Analytic function

A function $f(z)$ is analytic at a point $z_0$ if it is complex differentiable of all $z$ in the neighbourhood of $z_0$. An alternate definition (which the above leads from and is more rigorous) is that a function is analytic if it is locally given by a convergent Taylor series. A function is entire if it is analytic for all $z\in \mathbb{C}$.

By theorem, if $u$, $v$ and their partial derivatives are continuous on a domain $D$ (open connected set) and satisfy the Cauchy-Riemann equations, then $f=u+iv$ is analytic in $D$.

If a function and its partials are continuously differentiable everywhere, then they are analytic everywhere. Also by theorem, if $f$ is analytic in $D$, then $u$ and $v$ are harmonic in $D$. If $f$ is analytic, then $u$, $v$ have continuous derivatives of all orders.

As a more geometric interpretation, if $f$ is analytic in $D$, then $\nabla u\cdot \nabla v=0$ at all points $(x,y)\in D$, which follows from the Cauchy-Riemann equations (expand it! — it will simplify nicely).
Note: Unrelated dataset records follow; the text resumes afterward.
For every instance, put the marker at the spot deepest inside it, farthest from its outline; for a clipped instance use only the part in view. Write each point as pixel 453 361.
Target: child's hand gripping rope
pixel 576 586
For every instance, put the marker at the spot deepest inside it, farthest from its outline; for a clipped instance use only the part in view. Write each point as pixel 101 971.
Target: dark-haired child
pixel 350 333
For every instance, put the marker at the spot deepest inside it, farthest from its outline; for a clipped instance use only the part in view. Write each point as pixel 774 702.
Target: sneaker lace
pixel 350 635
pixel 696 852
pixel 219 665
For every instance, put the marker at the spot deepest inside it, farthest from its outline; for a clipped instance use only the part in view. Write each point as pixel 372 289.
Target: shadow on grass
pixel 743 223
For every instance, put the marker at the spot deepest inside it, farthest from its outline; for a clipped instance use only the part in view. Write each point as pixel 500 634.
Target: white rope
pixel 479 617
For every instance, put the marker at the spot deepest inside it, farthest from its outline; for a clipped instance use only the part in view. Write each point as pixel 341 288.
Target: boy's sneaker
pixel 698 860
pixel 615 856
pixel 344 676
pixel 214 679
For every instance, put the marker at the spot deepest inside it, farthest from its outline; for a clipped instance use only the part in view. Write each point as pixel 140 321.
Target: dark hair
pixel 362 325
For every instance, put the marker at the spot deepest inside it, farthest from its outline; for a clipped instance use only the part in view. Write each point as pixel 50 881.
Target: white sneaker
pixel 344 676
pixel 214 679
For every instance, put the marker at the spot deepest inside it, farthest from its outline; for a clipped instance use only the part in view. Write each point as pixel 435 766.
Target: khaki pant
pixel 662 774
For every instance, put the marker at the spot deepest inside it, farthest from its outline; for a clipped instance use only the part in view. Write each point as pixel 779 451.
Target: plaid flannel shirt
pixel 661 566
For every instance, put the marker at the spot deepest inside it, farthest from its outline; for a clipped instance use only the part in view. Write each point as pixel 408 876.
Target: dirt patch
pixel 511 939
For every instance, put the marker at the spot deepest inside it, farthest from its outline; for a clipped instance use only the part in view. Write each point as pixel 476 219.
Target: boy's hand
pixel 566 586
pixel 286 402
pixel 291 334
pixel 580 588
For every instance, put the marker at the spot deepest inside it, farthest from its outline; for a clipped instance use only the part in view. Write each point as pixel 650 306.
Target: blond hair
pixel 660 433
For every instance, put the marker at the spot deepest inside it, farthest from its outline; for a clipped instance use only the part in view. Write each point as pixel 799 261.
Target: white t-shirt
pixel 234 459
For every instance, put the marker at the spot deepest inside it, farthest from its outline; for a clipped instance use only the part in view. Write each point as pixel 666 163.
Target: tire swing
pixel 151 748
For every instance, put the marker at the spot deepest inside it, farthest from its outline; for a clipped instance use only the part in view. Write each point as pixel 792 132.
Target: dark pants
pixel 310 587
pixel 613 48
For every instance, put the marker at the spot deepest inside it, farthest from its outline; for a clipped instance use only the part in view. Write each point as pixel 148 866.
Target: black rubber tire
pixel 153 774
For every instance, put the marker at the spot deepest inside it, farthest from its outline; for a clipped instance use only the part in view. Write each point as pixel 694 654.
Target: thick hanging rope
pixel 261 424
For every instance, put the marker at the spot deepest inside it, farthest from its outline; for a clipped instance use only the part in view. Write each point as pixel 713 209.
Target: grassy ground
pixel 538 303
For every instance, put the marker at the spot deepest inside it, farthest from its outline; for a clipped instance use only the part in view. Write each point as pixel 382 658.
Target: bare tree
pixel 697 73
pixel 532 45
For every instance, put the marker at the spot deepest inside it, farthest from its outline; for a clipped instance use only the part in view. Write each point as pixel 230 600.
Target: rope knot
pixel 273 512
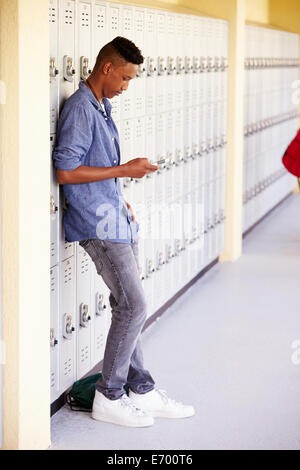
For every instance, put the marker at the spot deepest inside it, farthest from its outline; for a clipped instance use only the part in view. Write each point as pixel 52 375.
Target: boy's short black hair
pixel 120 50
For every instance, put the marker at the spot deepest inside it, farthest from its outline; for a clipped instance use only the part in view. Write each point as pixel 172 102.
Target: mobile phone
pixel 160 162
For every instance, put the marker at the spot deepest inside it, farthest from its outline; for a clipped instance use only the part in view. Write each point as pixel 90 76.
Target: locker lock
pixel 100 306
pixel 218 62
pixel 203 147
pixel 141 70
pixel 224 63
pixel 224 140
pixel 161 66
pixel 151 69
pixel 53 71
pixel 69 71
pixel 203 64
pixel 188 153
pixel 196 64
pixel 171 160
pixel 178 247
pixel 171 65
pixel 85 71
pixel 141 274
pixel 160 259
pixel 196 150
pixel 211 64
pixel 84 316
pixel 170 255
pixel 150 268
pixel 53 207
pixel 179 157
pixel 188 64
pixel 53 341
pixel 210 147
pixel 179 64
pixel 67 326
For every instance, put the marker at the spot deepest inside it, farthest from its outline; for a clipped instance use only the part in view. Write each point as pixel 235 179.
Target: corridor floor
pixel 229 347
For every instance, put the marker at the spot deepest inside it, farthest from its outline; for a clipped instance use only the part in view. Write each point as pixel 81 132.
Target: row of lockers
pixel 271 72
pixel 271 118
pixel 185 55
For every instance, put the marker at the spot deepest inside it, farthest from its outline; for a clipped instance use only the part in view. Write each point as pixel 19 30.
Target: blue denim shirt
pixel 88 136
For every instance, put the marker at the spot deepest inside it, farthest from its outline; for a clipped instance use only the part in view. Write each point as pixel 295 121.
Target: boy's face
pixel 117 78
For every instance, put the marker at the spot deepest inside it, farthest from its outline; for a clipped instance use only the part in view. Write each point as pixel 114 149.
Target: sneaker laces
pixel 127 402
pixel 167 399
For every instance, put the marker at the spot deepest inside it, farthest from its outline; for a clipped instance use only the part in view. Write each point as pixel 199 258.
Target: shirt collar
pixel 86 91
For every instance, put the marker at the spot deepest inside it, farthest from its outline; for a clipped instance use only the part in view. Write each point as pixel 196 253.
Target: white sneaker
pixel 159 405
pixel 122 411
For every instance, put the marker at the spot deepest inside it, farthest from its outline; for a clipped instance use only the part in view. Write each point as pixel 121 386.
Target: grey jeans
pixel 118 263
Since the gradient is perpendicular to level curves, the functions $u$ and $v$ intersect orthogonally.

Also geometrically, if $f$ is analytic within the region (and it makes up a vector field in ${\mathbb{R}}^2$ where $x=u$, $y=v$), then the vector field has zero curl and zero divergence.

$$\nabla \cdot \vec{F}=0$$ $$\nabla \times \vec{F}=0$$